IPR and Cypriot Medtera co-signed an agreement with Ganope to explore for oil and gas in the North El Baraka (11,860 sq km) and South El Baraka (10,900 sq km) concessions in the Western Desert. The North El Baraka agreement was for a minimum investment budget of $1.85 million and a $100,000 signing bonus and came with a requirement to dig at least one exploratory well. The South El Baraka agreement required $2.45 million in investments and a $100,000 signing bonus. The companies agreed to dig one exploratory well at the concession.
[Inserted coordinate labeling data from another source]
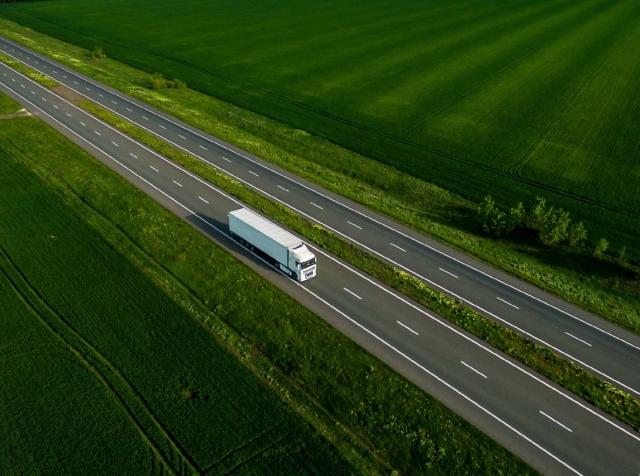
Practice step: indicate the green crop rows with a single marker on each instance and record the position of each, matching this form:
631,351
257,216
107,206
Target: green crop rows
101,371
513,98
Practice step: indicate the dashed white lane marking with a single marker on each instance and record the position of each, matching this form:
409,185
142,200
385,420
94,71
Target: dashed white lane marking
556,421
448,272
396,246
408,328
578,339
507,303
352,293
472,369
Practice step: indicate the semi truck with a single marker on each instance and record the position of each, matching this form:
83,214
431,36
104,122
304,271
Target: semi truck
282,249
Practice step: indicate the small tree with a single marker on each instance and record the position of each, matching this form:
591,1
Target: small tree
536,215
516,217
601,248
554,228
577,234
492,219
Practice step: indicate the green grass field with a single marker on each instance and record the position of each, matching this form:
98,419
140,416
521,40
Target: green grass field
101,371
377,419
513,98
7,105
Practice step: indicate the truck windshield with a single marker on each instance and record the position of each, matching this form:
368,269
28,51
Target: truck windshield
308,263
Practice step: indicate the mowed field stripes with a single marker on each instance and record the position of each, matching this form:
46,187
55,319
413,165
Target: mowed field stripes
424,347
614,353
534,97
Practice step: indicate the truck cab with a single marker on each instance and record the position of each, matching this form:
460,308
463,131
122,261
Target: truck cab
303,262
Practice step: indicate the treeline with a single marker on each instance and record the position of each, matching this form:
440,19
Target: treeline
552,225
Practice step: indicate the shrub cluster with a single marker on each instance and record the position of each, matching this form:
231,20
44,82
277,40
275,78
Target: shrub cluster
158,82
552,225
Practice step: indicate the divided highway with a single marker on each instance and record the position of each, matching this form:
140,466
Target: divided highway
606,350
545,425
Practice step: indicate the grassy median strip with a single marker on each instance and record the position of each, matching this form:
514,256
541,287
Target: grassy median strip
424,206
574,378
379,420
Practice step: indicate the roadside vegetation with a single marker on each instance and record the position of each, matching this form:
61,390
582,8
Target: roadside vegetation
559,370
377,420
8,105
594,285
102,371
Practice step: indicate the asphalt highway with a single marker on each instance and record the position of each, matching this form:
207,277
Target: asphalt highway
610,352
548,427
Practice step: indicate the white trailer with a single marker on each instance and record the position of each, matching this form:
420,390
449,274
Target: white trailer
284,250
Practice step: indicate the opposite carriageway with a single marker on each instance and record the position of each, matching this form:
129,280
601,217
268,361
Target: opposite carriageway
501,397
611,353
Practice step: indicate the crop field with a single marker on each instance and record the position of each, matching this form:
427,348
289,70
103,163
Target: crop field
101,371
511,97
7,106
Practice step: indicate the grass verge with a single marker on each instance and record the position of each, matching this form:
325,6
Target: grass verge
140,386
421,205
350,392
8,105
561,371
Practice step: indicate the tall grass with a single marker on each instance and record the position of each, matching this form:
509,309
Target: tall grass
401,426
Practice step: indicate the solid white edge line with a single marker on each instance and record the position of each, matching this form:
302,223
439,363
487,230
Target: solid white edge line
556,421
438,320
471,368
637,392
193,130
407,328
578,339
507,302
396,246
352,293
375,336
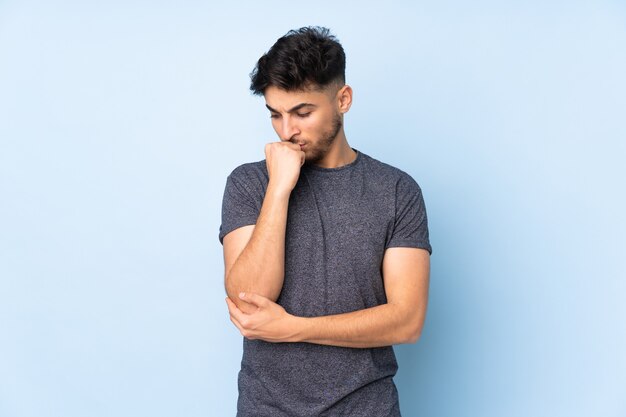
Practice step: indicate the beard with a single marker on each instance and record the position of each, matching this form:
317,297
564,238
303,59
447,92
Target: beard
322,147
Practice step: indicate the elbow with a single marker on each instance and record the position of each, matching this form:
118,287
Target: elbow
413,329
412,335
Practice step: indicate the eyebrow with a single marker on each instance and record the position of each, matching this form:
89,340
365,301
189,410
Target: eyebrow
293,109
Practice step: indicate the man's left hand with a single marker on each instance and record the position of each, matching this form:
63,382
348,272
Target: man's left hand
269,322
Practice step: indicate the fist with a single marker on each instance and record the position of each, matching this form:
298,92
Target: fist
283,160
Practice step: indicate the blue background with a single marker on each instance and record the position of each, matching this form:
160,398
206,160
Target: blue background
119,122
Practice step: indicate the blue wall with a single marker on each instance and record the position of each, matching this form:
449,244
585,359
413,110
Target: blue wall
119,122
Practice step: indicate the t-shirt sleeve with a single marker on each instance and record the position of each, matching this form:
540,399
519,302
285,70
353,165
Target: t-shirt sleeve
411,223
239,206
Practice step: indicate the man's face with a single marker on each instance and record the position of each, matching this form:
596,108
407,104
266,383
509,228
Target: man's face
309,118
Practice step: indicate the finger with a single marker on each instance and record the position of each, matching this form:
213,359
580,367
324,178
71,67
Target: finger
256,299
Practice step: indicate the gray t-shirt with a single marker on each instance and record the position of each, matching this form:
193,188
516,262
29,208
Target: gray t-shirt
340,221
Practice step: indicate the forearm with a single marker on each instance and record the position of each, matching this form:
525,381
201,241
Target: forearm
383,325
260,266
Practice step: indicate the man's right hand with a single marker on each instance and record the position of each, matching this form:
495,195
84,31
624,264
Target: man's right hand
283,160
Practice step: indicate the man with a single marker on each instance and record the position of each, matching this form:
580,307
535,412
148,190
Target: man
326,249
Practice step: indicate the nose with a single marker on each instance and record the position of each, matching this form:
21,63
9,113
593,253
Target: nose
288,129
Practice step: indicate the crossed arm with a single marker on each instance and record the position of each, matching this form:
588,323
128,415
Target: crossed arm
254,272
400,320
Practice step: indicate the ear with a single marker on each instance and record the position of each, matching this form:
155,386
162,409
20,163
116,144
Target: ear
344,98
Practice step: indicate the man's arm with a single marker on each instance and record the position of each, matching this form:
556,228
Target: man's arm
406,277
254,256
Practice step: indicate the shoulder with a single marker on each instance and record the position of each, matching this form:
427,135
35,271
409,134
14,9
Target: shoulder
249,170
388,174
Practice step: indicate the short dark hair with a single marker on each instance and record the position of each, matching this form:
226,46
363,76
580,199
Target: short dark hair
309,57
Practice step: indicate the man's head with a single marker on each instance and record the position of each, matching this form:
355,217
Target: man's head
306,58
302,78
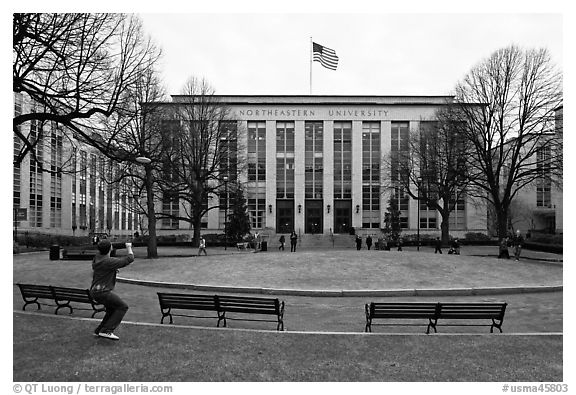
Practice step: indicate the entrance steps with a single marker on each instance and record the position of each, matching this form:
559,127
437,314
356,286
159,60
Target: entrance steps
323,241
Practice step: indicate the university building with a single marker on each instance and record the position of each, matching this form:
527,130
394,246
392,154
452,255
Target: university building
73,197
315,164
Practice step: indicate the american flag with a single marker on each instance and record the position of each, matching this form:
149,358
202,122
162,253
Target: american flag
326,56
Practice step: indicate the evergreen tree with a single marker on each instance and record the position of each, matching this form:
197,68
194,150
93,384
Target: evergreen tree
392,227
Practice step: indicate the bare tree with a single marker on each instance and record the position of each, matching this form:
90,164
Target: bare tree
510,132
431,167
139,139
76,69
200,148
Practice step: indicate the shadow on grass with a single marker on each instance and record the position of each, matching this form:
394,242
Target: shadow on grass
49,348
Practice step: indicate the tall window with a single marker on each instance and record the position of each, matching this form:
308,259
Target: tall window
544,180
371,174
17,146
285,160
36,179
342,160
399,156
257,173
55,178
457,219
313,159
228,163
83,173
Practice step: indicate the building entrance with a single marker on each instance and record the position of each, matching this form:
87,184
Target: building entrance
342,216
313,216
284,216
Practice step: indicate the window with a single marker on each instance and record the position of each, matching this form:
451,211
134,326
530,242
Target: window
285,160
36,176
457,219
55,178
342,160
371,174
256,192
313,159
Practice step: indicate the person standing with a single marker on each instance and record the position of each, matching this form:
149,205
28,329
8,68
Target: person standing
438,246
202,246
104,270
368,242
293,241
503,250
518,241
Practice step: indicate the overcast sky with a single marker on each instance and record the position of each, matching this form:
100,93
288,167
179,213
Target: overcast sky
380,54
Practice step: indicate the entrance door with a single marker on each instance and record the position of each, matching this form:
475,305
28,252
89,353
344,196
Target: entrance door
342,216
284,216
313,216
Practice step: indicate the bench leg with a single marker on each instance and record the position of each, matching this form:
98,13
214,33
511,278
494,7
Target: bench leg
221,317
26,303
64,305
497,325
431,324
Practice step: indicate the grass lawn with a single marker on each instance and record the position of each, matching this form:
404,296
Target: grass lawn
49,348
346,269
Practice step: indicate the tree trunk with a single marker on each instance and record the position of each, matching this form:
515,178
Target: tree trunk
445,229
152,248
502,221
197,229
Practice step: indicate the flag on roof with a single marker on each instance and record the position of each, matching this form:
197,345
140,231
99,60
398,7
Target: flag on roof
326,56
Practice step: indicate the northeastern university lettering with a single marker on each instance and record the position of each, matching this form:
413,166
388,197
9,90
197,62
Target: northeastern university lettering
306,113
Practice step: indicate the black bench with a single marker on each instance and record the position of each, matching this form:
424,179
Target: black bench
64,296
60,295
31,293
250,305
222,305
408,310
437,311
474,311
169,301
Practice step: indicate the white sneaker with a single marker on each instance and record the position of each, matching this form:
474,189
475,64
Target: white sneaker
108,335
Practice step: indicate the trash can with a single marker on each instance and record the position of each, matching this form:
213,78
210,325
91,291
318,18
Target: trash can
54,252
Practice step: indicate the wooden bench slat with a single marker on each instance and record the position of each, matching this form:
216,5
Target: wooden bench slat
221,304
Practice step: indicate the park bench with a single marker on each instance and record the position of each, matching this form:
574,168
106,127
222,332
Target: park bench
437,311
250,305
64,296
32,292
242,246
60,295
474,311
222,305
402,310
170,301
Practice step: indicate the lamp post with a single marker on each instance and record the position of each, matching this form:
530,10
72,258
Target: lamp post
225,213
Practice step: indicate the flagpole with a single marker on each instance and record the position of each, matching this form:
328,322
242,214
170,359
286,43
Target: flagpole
311,49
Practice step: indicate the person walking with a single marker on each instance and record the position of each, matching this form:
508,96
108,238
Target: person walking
358,242
293,241
368,242
518,241
438,246
503,249
202,246
104,269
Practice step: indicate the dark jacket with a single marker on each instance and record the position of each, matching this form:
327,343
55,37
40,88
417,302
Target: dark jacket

Another agreement that Ganope signed was with Trident Egypt Petroleum Company to develop the Northwest Tair El Bahr Concession, covering an area of 241 sq km, and to drill six wells for a minimum investment budget of $4.5 million and a signing bonus of $500,000.

Bid Rounds: 2017

In 2017, there have been a limited number of concession agreements as the EGP has stabilized after it was floated in late 2016.

In November, Trident Petroleum Company signed a concession agreement to develop the Esh El Melaha Offshore (North Magawish) Concession, with an area of 194 sq km. The company committed to drill at least four exploratory wells for a minimum investment budget of $2.4 million and a signing bonus of $500,000. The agreement was with EGAS.

Apache signed two agreements in the Western Desert; one for the North West Razak Concession, spanning across 4,764 sq km, with minimum investments of about $61 million. The second agreement was for the South Alam El Shawish Concession, covering 1,591 sq km in area also with investments of about $12 million.

Bids in progress

EGPC currently is offering two concession areas in the Eastern Desert. One is for the Wadi Dara Concession (50 sq km). The other is for Block G in the West Gharib Concession (20 sq km). The submission deadline is set for December 28th.

Furthermore, Norwegian PGS is conducting seismic tests in the Western region of the Mediterranean for bid rounds that are expected to be announced during the first half of 2018, an unnamed ministry official told Al Shorouk News.

EGPC has indicated that there will be several tenders for Gulf of Suez concessions in 2018, including the Northeast October, Northeast El Hamad, Northeast Ramadan, East Badry, and North Asran Offshore Concessions. Additionally, EGPC is preparing to offer tenders in the Western Desert for the Northwest Razak, Southeast Meliha, South Alam El Shawish, and Southeast Siwa Concessions.

Meanwhile, Ganoupe is currently in the assessment phase of its latest two bid rounds for 10 blocks in the Western Desert and Gulf of Suez. This phase is set to end before the start of 2018 with bid rounds announced in due course. Conducting the geophysical sweep are WesternGeo Schlumberger in the Gulf of Suez for $670 million and TGS in the Western Desert for $50 million, as reported by Trade Arabia.

During the second half of 2018, the ministry of petroleum and mineral resources (MoP) announced that it will hold two bid rounds in Blocks A and B, each covering 20,000 sq km in the Red Sea. Winners are expected to be announced, and agreements signed, by the first quarter of 2019. Similarly, Ganope will offer Block C in the Red Sea, at roughly the same time. MoP is hoping to announce at least one bid round in the Red Sea every year starting 2020, according to various media reports quoting El Molla.